As indicated previously, shark cartilage, like bovine cartilage, contains more than one type of angiogenesis inhibitor. One shark cartilage inhibitor, named U-995, reportedly contains two small proteins, one with a molecular mass of approximately 14,000 and the other with a molecular mass of approximately 10,000. Both proteins have shown antiangiogenic activity when tested individually. The exact relationship between these two proteins and their relationship to the larger bovine angiogenesis inhibitors are not known because amino acid sequence information for U-995 is not available. U-995 has been reported to inhibit endothelial cell proliferation, endothelial cell migration, matrix metalloproteinase activity in vitro, and the formation of new blood vessels in the chorioallantoic membrane of chicken embryos.
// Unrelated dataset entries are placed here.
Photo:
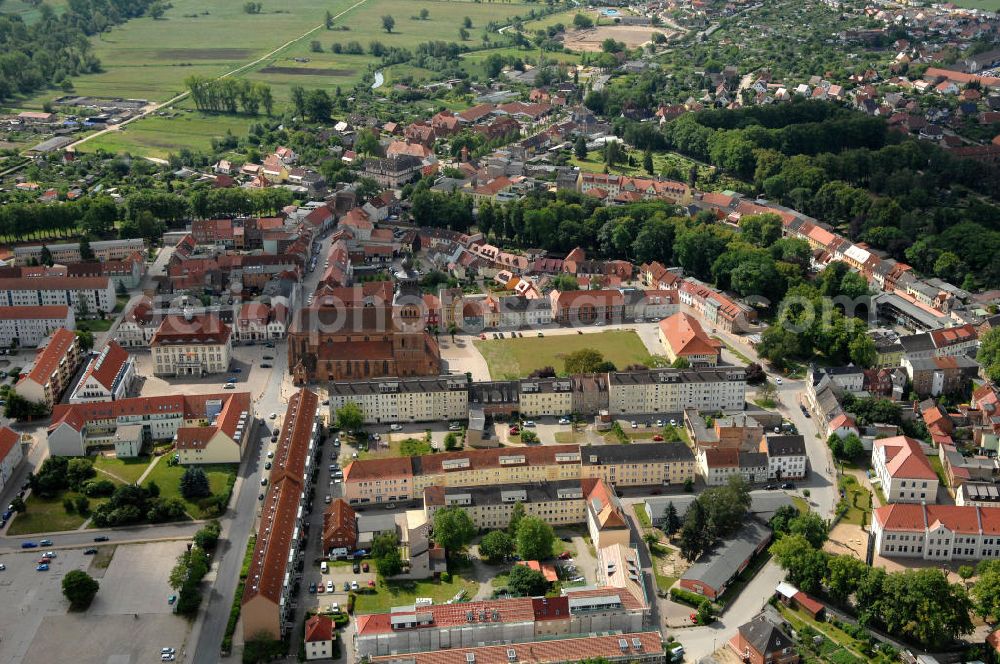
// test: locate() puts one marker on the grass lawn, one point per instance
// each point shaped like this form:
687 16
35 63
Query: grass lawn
516 358
168 478
398 593
48 515
659 555
838 648
670 163
859 501
126 470
939 469
96 325
158 136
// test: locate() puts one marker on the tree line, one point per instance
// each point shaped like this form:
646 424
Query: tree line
917 201
230 95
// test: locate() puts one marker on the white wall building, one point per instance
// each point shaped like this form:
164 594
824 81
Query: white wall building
27 327
108 377
904 471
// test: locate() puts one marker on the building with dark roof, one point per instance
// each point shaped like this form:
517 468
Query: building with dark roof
761 641
714 571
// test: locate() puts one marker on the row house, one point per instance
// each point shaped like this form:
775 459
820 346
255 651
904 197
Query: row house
719 309
268 603
403 478
103 250
205 428
938 533
26 326
52 369
87 295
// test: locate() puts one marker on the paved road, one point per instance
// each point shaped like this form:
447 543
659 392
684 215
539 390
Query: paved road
81 538
241 520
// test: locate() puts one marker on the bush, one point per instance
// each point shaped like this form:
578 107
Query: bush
686 597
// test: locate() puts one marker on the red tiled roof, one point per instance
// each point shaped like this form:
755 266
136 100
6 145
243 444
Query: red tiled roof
280 506
540 652
8 439
53 311
319 628
905 459
49 357
107 364
686 337
205 328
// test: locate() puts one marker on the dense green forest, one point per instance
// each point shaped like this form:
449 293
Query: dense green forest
911 198
55 48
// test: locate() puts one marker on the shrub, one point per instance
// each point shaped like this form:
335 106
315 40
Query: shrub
686 597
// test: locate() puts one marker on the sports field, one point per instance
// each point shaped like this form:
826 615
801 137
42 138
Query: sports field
516 358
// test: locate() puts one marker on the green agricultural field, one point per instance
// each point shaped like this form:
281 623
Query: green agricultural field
993 5
150 58
30 12
298 64
158 136
516 358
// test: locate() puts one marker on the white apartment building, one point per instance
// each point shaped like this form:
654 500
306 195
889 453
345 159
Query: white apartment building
903 470
29 326
404 399
108 377
104 250
191 345
87 295
546 396
11 454
786 456
673 390
939 533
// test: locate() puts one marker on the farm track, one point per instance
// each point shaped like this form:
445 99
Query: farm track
152 108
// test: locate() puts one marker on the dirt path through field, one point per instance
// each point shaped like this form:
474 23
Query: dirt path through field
233 72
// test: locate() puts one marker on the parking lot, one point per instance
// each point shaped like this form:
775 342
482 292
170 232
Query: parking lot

It does not appear to inhibit the proliferation of other types of normal cells or of cancer cells in vitro. Intraperitoneal but not oral administration of U-995 has been shown to inhibit the growth of mouse sarcoma-180 tumors implanted subcutaneously on the backs of mice and the formation of lung metastases of mouse B16-F10 melanoma cells injected into the tail veins of mice.
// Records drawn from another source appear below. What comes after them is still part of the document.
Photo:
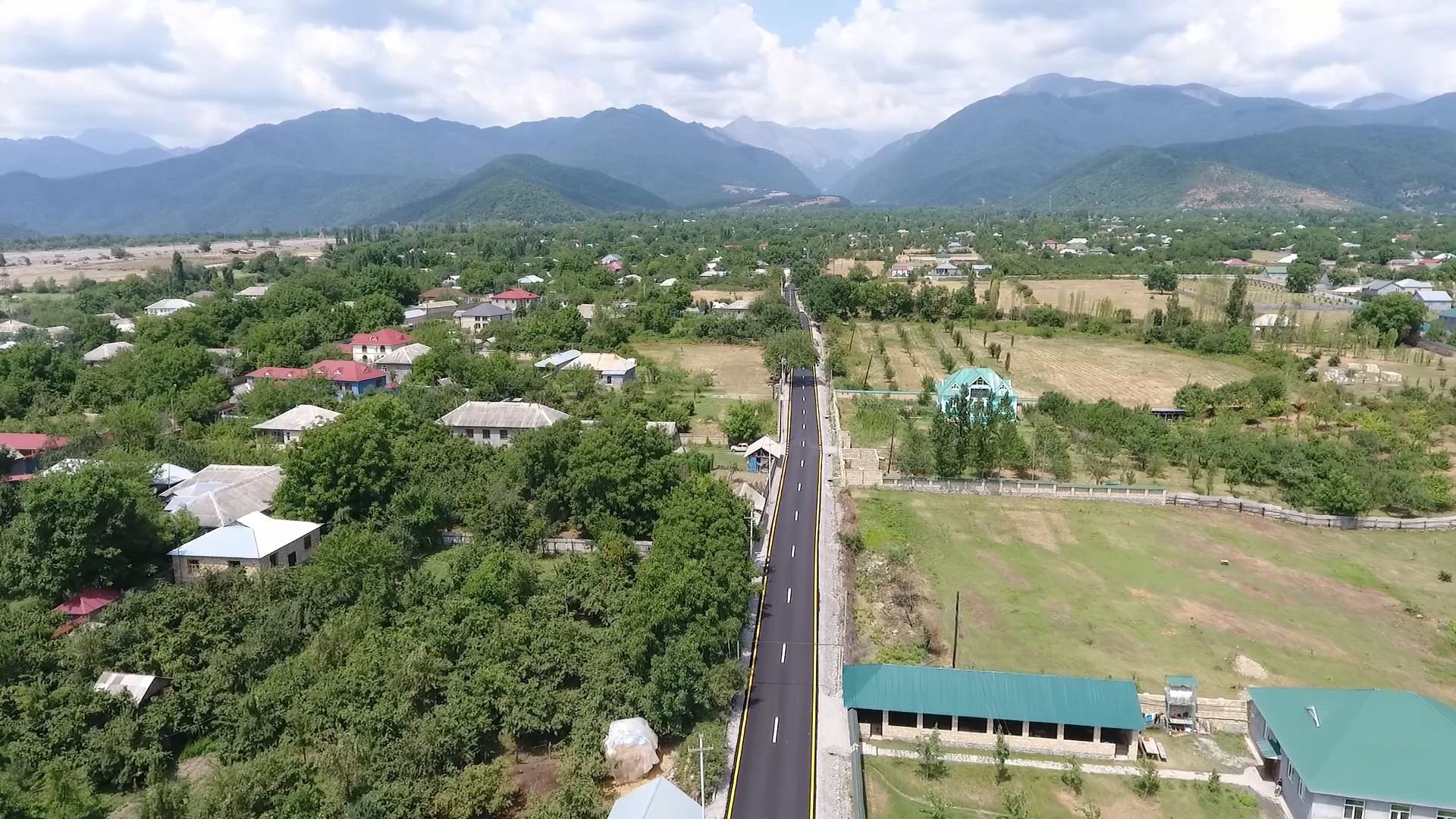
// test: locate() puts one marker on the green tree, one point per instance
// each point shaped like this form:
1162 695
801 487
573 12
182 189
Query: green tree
1163 280
1072 776
794 347
743 423
1001 752
1398 314
930 757
1147 781
1302 278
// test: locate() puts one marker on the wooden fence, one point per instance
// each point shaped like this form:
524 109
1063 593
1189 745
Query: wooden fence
1147 496
1310 519
549 547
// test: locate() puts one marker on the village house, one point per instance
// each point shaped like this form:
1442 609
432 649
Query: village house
351 378
968 707
369 346
168 306
977 384
400 363
255 542
737 309
1359 754
25 450
516 299
612 371
220 494
495 423
476 318
290 426
105 352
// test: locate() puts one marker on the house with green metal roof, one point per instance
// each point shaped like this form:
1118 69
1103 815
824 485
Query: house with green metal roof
977 384
1037 713
1357 754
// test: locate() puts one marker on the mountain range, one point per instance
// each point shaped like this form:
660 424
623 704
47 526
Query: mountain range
1005 148
1049 142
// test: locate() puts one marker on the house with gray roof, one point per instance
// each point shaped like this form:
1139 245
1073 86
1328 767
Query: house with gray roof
220 494
495 423
255 542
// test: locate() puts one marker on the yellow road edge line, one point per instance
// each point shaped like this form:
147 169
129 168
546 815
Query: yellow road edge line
758 624
819 513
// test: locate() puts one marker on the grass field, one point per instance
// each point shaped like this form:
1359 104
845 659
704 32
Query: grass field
1085 368
737 369
896 790
1106 589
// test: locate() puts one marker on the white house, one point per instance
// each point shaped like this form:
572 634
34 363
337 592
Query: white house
168 306
255 542
290 426
495 423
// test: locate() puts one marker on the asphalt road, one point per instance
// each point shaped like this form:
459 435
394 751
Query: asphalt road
774 771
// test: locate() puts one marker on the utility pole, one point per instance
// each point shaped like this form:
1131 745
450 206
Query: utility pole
702 780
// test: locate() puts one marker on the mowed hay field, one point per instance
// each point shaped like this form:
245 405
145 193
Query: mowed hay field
1104 589
896 790
1084 368
737 369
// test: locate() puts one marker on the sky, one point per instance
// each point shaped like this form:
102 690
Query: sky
197 72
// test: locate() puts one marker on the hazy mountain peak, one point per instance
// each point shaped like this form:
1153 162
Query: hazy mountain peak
1375 102
115 142
1060 85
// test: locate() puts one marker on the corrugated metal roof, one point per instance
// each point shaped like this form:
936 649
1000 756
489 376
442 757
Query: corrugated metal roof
1365 744
1005 695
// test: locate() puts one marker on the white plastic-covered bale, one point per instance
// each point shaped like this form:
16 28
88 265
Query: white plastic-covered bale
631 749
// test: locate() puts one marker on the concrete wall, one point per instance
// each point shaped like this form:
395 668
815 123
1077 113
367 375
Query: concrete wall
987 741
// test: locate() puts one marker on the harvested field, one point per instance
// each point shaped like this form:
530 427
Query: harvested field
1104 589
737 369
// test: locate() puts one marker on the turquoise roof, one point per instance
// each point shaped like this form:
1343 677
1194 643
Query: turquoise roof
965 376
1001 695
1365 744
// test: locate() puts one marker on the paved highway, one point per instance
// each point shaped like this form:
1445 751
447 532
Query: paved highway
774 770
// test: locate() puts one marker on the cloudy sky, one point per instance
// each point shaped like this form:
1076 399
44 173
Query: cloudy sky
194 72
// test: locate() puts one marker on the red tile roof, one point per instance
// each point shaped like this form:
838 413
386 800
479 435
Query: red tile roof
278 373
30 444
351 372
388 337
88 602
516 295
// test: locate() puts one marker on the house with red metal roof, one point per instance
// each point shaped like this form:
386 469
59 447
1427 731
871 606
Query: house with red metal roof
82 607
366 347
516 299
351 376
25 449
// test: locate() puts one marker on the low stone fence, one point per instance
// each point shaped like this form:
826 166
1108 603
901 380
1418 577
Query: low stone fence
1308 518
549 547
1215 714
1147 496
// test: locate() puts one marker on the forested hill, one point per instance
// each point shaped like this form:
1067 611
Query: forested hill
1383 167
526 188
344 167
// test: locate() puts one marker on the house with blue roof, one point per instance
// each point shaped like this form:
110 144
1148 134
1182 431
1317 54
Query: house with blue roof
977 384
1357 754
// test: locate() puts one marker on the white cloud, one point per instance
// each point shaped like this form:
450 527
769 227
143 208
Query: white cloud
191 72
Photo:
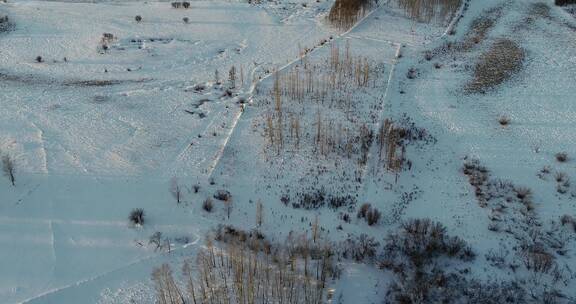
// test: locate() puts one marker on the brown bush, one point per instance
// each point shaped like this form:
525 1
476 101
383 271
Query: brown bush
495 66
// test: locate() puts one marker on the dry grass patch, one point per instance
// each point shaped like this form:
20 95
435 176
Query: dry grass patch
430 10
495 66
345 13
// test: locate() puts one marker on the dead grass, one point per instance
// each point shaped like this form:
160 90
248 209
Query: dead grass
345 13
497 65
430 10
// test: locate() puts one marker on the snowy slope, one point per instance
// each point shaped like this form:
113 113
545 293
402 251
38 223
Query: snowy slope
102 133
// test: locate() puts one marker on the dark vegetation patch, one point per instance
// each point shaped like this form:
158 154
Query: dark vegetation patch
440 11
6 24
319 198
564 2
345 13
497 65
419 254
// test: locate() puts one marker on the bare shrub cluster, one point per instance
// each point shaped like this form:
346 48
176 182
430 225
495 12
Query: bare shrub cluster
564 2
136 216
495 66
394 137
239 273
184 4
5 24
9 168
370 214
359 249
430 10
414 255
319 198
330 84
345 13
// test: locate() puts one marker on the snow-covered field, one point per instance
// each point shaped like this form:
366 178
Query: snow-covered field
96 133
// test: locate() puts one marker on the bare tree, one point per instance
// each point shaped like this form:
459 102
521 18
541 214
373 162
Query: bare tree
9 168
259 214
167 292
228 206
176 190
232 77
315 229
187 272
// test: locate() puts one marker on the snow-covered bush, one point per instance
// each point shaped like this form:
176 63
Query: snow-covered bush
564 2
562 157
419 254
359 249
136 216
208 205
9 168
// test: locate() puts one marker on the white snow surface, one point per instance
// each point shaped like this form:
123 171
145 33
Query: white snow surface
101 133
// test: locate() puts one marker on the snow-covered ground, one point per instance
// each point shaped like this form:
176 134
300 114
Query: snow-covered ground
100 133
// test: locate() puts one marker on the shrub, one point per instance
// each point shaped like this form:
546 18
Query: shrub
564 2
137 216
222 195
208 205
562 157
363 210
345 13
560 177
373 216
359 248
523 193
412 254
9 168
504 120
504 58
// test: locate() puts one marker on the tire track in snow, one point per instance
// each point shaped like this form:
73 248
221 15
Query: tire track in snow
103 276
284 67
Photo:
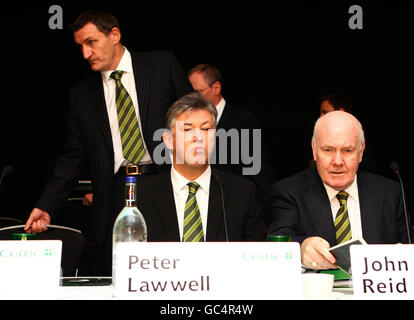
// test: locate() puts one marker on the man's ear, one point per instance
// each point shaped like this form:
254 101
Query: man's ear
168 139
313 144
116 35
216 86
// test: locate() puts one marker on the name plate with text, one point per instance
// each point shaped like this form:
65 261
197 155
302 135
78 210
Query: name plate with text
30 269
208 270
383 271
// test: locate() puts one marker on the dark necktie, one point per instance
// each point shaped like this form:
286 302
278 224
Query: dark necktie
193 228
132 144
342 224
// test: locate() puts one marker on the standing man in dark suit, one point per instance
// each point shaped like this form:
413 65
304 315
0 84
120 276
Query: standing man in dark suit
207 80
112 118
332 203
193 202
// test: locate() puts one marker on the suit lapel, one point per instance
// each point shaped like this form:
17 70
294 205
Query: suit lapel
96 99
319 207
369 207
165 208
215 212
142 85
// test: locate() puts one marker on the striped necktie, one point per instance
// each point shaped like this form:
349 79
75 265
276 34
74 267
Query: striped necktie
342 225
132 144
193 228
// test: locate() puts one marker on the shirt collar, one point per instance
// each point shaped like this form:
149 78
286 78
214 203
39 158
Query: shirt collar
352 190
179 182
124 65
220 108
The second angiogenesis inhibitor identified in shark cartilage appears to have been studied independently by three groups of investigators.[2,27,36] This inhibitor, which was named SCF2 by one of the groups, is a proteoglycan that has a molecular mass of about 10,000. Proteoglycans are combinations of glycosaminoglycans and protein. Reviewed in  The principal glycosaminoglycan in SCF2 is keratan sulfate. SCF2 has been shown to block endothelial cell proliferation in vitro,[2,27,36] the formation of new blood vessels in the chorioallantoic membrane of chicken embryos,[2,27] and tumor-induced angiogenesis in the corneas of rabbits.[2,27]
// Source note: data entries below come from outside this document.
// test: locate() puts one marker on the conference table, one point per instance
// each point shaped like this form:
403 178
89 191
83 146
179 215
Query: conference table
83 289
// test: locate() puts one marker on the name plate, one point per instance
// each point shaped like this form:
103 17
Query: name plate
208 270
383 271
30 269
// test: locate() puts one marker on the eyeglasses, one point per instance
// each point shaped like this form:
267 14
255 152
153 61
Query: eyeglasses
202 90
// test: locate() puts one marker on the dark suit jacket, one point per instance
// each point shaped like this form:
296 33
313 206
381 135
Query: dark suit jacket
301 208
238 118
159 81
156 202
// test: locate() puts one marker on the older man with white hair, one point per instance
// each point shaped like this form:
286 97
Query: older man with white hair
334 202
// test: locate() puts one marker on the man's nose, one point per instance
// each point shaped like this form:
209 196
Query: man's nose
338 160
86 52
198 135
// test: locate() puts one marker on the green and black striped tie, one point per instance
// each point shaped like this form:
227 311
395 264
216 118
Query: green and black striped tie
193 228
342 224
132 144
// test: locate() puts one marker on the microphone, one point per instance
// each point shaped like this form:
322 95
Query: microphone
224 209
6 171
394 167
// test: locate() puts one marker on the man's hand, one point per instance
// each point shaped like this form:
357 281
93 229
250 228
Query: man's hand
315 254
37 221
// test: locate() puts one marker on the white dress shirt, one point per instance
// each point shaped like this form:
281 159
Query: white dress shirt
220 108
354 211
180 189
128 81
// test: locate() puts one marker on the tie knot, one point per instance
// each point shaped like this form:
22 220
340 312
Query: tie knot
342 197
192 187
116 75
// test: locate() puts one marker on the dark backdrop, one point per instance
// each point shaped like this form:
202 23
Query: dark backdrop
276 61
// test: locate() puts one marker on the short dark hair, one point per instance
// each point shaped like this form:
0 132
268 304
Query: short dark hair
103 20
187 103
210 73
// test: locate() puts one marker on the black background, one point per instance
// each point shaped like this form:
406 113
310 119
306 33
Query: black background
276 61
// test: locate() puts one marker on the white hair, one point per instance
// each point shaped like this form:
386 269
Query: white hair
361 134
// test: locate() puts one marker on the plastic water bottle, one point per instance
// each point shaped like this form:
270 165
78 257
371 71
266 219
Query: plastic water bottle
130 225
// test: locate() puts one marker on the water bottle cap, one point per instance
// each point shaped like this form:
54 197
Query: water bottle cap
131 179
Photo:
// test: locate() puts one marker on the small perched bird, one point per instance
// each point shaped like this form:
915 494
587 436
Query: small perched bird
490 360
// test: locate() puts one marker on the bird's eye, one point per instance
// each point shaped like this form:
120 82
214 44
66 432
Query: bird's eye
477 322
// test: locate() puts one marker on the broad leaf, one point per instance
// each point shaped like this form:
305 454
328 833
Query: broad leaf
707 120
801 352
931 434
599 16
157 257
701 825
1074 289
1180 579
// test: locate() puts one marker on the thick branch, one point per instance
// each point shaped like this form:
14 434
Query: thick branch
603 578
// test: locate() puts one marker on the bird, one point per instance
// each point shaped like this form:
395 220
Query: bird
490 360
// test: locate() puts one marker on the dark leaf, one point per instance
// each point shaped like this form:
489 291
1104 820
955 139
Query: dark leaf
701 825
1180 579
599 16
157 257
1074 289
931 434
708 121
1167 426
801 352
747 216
Other studies have demonstrated that AE-941/Neovastat, the previously mentioned aqueous extract of shark cartilage, has antiangiogenic activity,[13,28,29] Reviewed in [35,37,38,39,40] but the molecular basis for this activity has not been defined. Therefore, whether AE-941/Neovastat contains U-995 and/or SCF2 or some other angiogenesis inhibitor is not known. It has been reported that AE-941/Neovastat inhibits endothelial cell proliferation and matrix metalloproteinase activity in vitro and the formation of new blood vessels in the chorioallantoic membrane of chicken embryos.[13,28,32] In addition, AE-941/Neovastat has been shown to induce endothelial cell apoptosis by activating caspases, enzymes important in the promotion and regulation of apoptosis. Reviewed in [35,39] It also appears to inhibit the action of vascular endothelial growth factor, thus interfering with the communication between tumor cells and nearby blood vessels. Reviewed in [35,38,39] AE-941/Neovastat may also inhibit angiogenesis through promotion of tissue plasminogen activator (tPA) activity. Neovastat stimulates tPA expression in endothelial cells through an increase in the transcription of the tPA gene. This transcriptional activation is associated with activation of c-Jun N-terminal kinase (JNK) and nuclear factor-kappa B (NF-kappa B) signaling pathways to an extent similar to tumor necrosis factor-alpha (TNF-alpha). Furthermore, AE-941/Neovastat has been reported to inhibit the growth of DA3 mammary adenocarcinoma cells and the metastasis of Lewis lung carcinoma cells in vivo in mice. Reviewed in [5,35,42] In the Lewis lung carcinoma experiments, AE-941/Neovastat enhanced the antimetastatic effect of the chemotherapy drug cisplatin. Reviewed in [5,35,42] All the aspects of preclinical development have been reviewed.